親権とは一体何?親権者の決め方とはどんな方法?

親権とはどういう権利なのか

「親権」という言葉について知ってはいても、「子供に対して持てる権利」というくらいの曖昧な認識の方が多いのではないでしょうか。
ここではより詳しく親権について説明していきます。


親権ってなに? 親権を構成する二つの権利とは?

まずは親権について簡単に解説していきます。
親権は、おおきくふたつの権利に分けられます。


1. 身上監護権

ひとつは身上監護権です。

身上監護権とは、子供の住居を指定する権利や、身分行為(養子縁組など、身分の取得・変動をともなう法律行為のこと)を行うときの代理の権利、子供に対してしつけをする権利、子供が仕事をする際にその仕事を許可する権利などを含みます。

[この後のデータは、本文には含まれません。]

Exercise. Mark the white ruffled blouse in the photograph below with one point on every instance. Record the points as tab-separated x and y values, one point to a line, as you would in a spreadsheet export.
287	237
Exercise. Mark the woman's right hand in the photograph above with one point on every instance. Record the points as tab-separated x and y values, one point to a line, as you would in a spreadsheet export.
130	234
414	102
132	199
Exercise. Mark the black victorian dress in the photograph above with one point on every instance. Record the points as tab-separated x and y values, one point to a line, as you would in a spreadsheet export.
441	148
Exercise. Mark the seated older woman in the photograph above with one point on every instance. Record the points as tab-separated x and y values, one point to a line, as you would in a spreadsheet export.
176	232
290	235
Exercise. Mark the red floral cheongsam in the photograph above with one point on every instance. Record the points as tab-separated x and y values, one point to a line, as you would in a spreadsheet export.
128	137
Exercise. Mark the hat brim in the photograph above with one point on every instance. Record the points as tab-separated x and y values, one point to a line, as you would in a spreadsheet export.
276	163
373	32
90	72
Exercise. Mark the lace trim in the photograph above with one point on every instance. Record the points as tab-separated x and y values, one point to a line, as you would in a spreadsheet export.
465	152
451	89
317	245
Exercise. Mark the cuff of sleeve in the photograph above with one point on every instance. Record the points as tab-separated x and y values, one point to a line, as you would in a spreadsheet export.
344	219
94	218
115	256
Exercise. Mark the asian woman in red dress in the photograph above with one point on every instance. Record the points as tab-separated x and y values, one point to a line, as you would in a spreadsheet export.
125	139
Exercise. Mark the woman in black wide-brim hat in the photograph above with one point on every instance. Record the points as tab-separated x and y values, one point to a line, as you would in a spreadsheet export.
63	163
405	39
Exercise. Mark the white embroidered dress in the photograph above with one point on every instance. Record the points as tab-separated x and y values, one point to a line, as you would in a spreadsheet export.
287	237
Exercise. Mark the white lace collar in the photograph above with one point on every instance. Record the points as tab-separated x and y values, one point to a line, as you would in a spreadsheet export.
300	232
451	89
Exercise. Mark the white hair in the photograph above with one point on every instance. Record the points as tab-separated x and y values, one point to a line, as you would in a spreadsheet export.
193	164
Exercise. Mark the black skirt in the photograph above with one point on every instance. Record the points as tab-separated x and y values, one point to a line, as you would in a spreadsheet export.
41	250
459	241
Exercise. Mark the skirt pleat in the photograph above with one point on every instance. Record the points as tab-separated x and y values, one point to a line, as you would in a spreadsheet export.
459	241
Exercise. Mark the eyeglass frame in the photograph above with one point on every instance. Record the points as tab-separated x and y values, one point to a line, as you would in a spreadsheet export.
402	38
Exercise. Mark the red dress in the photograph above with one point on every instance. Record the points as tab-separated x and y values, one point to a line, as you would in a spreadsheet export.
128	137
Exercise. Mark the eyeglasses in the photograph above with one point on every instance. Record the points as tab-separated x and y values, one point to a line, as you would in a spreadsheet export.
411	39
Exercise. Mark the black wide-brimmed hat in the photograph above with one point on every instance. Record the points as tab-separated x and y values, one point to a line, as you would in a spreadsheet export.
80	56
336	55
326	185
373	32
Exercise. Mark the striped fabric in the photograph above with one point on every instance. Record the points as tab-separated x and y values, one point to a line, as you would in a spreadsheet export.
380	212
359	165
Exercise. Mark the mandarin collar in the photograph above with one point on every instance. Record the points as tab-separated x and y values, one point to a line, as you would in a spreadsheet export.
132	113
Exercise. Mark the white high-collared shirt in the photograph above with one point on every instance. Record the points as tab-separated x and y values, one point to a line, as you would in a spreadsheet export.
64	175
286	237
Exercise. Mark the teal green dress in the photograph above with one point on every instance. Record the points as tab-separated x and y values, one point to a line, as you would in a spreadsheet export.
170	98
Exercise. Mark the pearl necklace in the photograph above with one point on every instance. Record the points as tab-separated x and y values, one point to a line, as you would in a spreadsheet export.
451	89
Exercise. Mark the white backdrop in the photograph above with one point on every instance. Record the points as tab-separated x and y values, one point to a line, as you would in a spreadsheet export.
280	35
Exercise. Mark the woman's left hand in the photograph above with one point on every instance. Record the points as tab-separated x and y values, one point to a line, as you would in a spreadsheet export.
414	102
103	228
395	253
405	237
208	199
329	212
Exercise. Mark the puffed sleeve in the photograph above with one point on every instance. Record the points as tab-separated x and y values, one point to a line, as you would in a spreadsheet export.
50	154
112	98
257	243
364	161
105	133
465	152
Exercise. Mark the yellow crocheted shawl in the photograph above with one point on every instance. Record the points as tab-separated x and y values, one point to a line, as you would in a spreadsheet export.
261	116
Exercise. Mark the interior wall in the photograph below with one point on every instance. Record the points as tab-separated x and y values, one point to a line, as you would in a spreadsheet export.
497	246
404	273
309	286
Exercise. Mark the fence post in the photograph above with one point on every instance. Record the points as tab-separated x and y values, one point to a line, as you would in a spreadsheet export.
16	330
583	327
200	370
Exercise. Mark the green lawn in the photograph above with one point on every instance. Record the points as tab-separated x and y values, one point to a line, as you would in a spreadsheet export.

子供の身の回りの世話などを引き受け、子供の成長を見守ることができる権利です。


2. 財産管理権

もうひとつが財産管理権です。


財産管理権とは、判断能力の未発達な子供の財産を管理し、その財産について法律行為を行うときに代理を行ったり、同意する権利とされます。
ただし、子供が何らかの財産を第三者から無償で受け取ることになった場合には、財産を与える第三者が親権者にその財産を管理する権利を持たせるか否かを指定できます。


親権者を決めるとき、どのように決定される?

次に、親権者の決め方について見ていきましょう。


1. 協議

まずは、協議をします。


協議とは、夫婦ふたりで話し合って決めることです。
子供が未成年の場合、親権者を決定しなければ離婚することはできません。
ですから、離婚の前に父母どちらが親権を持つかまずは話し合って決定するようにします。


2. 調停

協議で話がまとまらなかった場合には、家庭裁判所に調停の申立をします。


調停では調停員2名が夫婦、または夫婦の代理人である弁護士の意見を聞きながら話し合いを行います。調停員は公平な視点で双方の主張を見定め、決定を下します。


3. 裁判

調停で出た結果が不服だと感じる場合は、裁判(審判)に持ち込まれます。


裁判は費用も労力もかかるため、調停で結果を出したいと考える人が多いのですが、やはり、納得できない場合はとことん争うことになってしまいます。



親権者を決めるとき、どんな要素が重視される?

親権者を決める場合には、様々な要素が考慮されます。


たとえば、子供の意思、それぞれの経済状況、これまでどれだけ子供の養育に携わってきたか、育児にどれだけの時間を割けるか、子供と良い関係性を築けているか、子供の養育環境は整っているか、などです。


婚姻期間中に育児に割いている時間が多い、子供の養育環境という点において実家を頼れることが父親より比較的多い、などの理由で母親の方が親権取得に有利であることが多く、日本においては9割以上の場合で母親が親権を獲得しています。ですが、場合によってはもちろん父親が親権を獲得できるケースもあります。